The group returned in 1996 with their third and final album, Raps New Generation, which did not achieve the same commercial success as its predecessor. According to Davidson, the album "was really a Posse Deep album. Posse Deep is the street crew we grew up in back in our projects. That album was shaped around that energy and those who were aspiring artists in that number." Shortly after its release, the group disbanded because of internal disagreements.

Conrad Tillard, also known as the "Hip Hop Minister", arranged a truce between Wreckx-n-Effect and A Tribe Called Quest following a feud between the two groups.

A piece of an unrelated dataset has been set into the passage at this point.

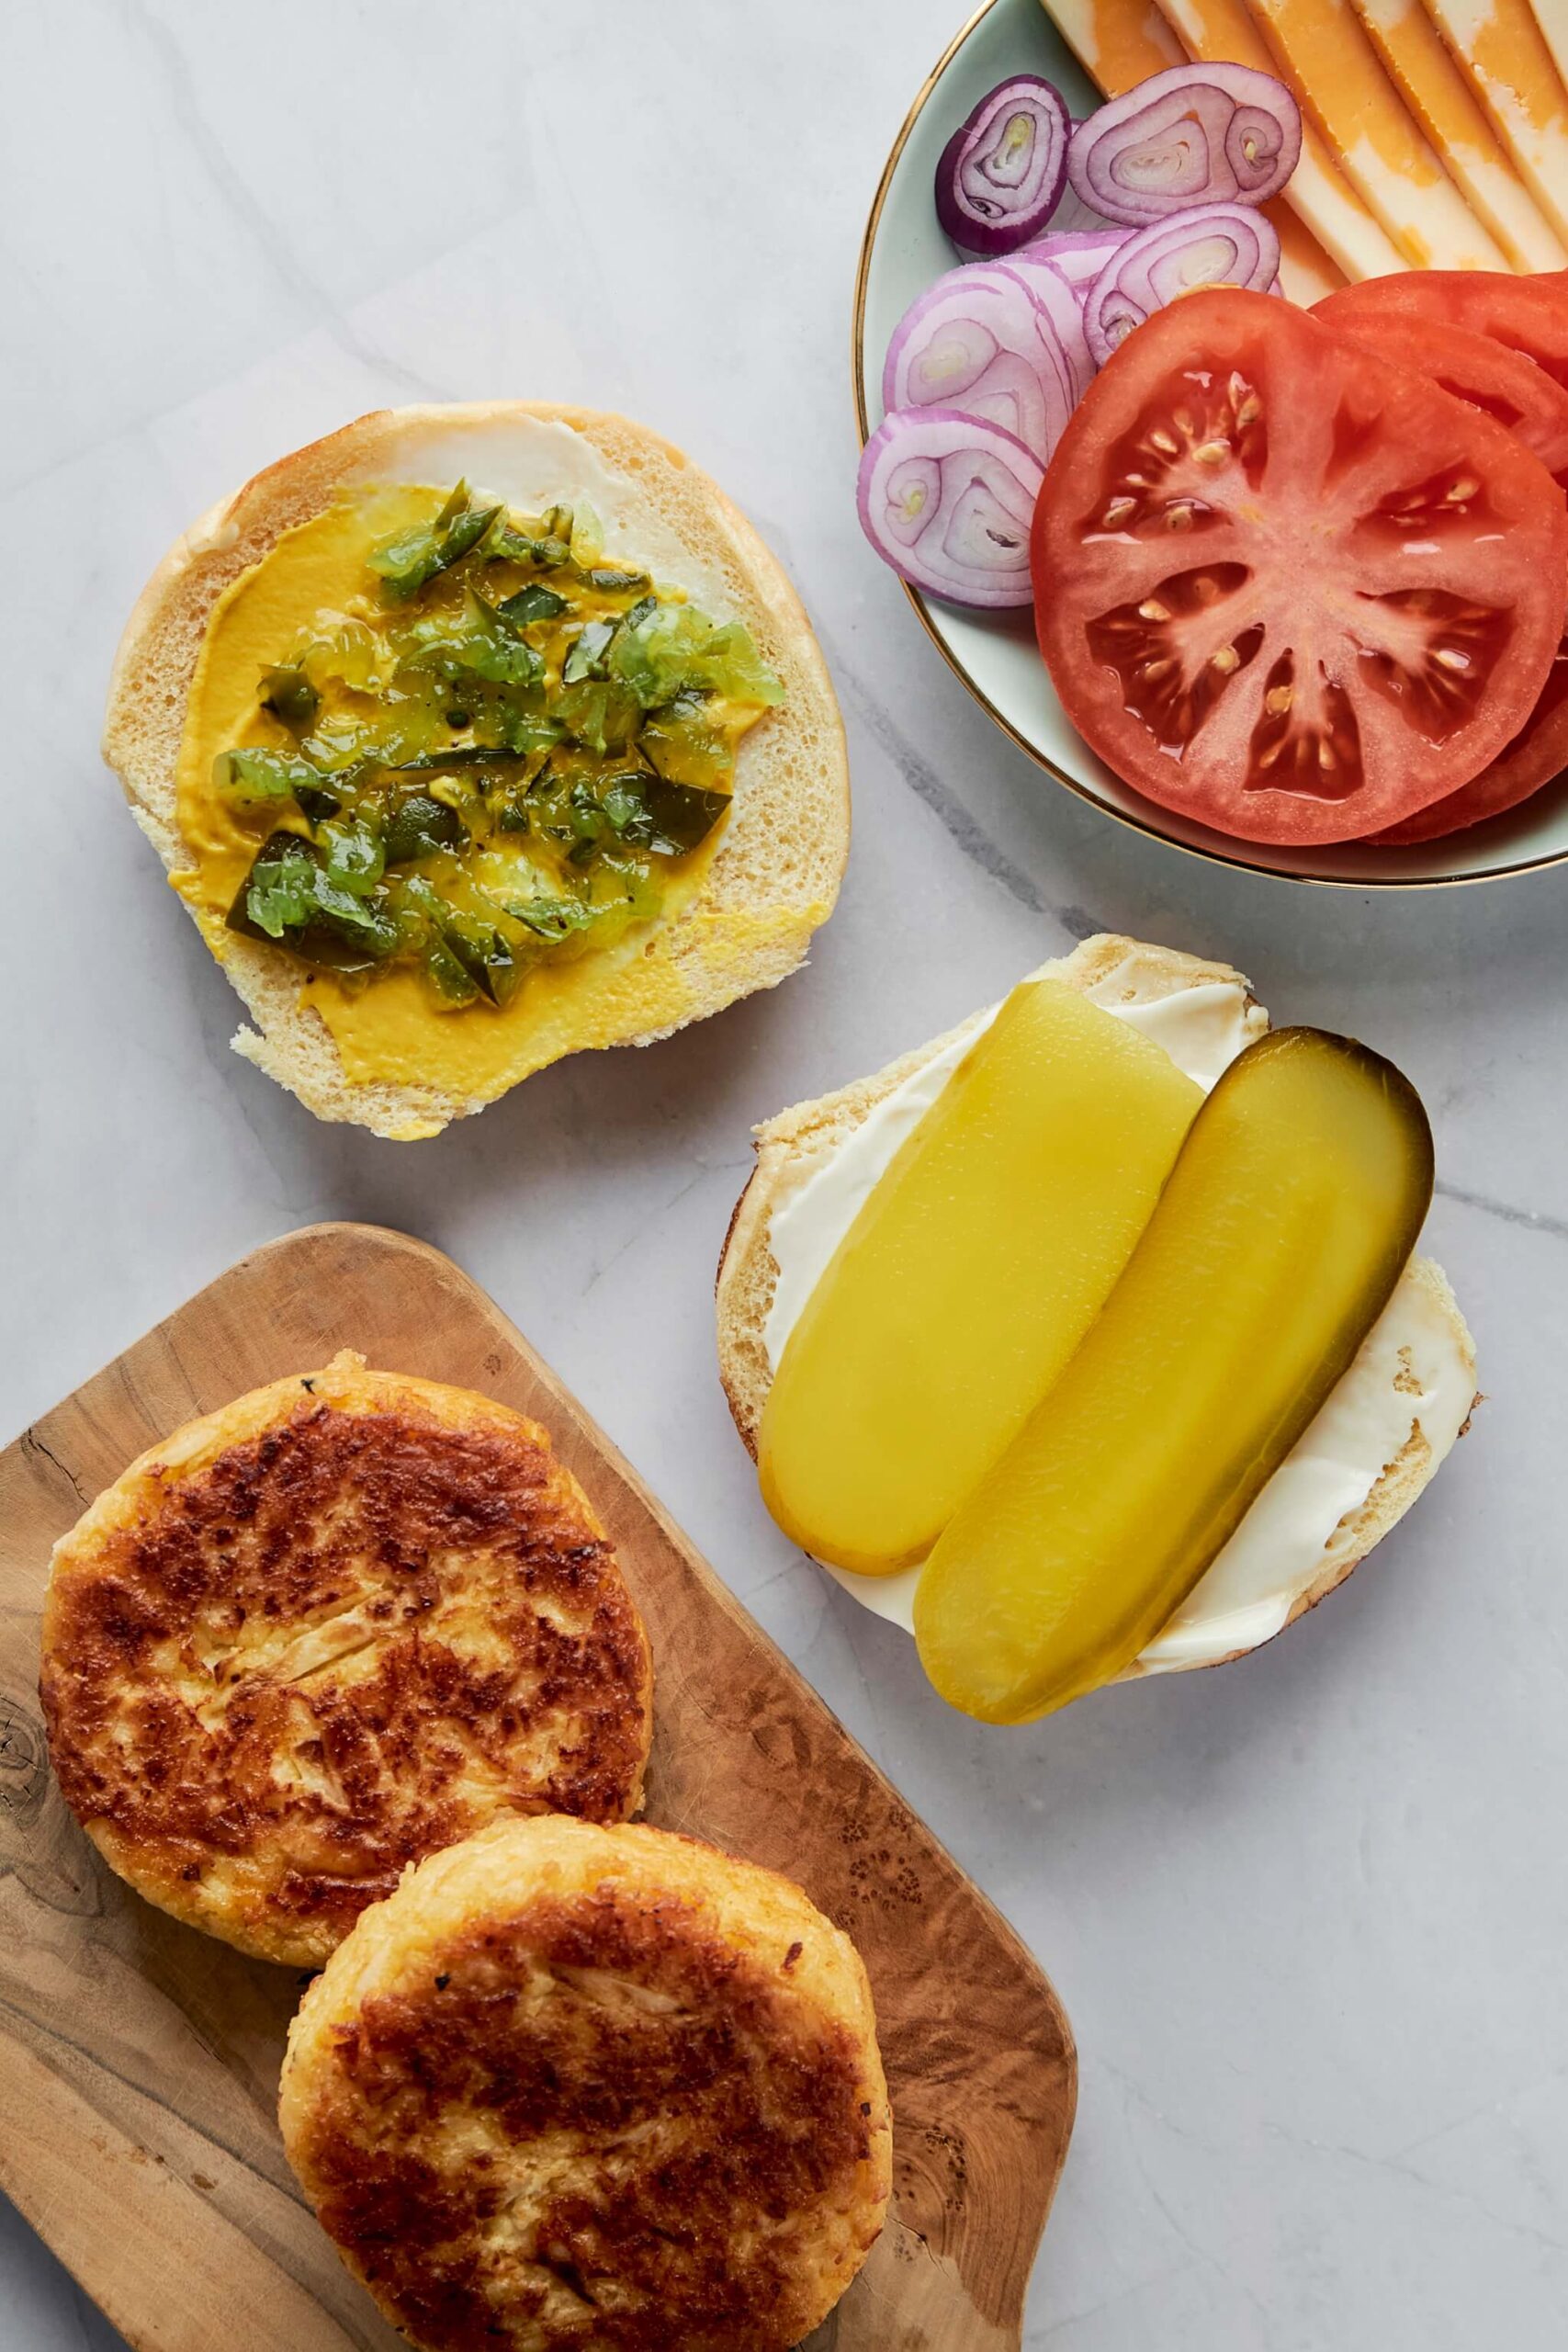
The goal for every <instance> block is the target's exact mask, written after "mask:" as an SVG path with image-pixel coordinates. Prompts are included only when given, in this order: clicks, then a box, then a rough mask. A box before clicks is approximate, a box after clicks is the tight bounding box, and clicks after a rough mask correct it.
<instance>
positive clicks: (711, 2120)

Tillard had previously said that the dispute threatened to turn Harlem into a "war zone."

In 2004, "New Jack Swing" was included on the soundtrack to Grand Theft Auto: San Andreas.

==Discography==
===Albums===

| Title | Details | Peak chart positions |  |  | Certifications |
| US | US R&B | AUS |
| Wrecks-n-Effect | Release date: September 1, 1989; Label: Motown; | 103 | 16 | — |  |
| Hard or Smooth | Release date: November 24, 1992; Label: MCA; | 9 | 6 | 91 | RIAA: Platinum; |
| Raps New Generation | Release date: September 24, 1996; Label: MCA; | — | — | — |  |
"—" denotes releases that did not chart

===Singles===

Year: Single; Certifications; Peak chart positions; Album
US Hot 100: US R&B; US Rap; US Dance; AUS; NZ; NED; UK
1989: "New Jack Swing"; —; 14; 1; 48; —; 49; —; 82; Wrecks-n-Effect
"Juicy": —; 36; 6; —; —; —; —; 29
1990: "Club Head / Rock 1 Steady".; —; —; 20; —; —; —; —; —
1992: "Rump Shaker"; *RIAA: Multi-Platinum; 2; 2; 1; 9; 10; 11; 70; 24; Hard or Smooth
1993: "Wreckx Shop"; 101; 46; 11; —; 81; 40; —; 26
"Knock-N-Boots": 72; 71; —; —; —; 28; —; —
"My Cutie": —; 75; —; —; 85; —; —; —
1996: "Top Billin'"; —; —; 38; —; —; —; —; —; Raps New Generation
"—" denotes releases that did not chart or were not released.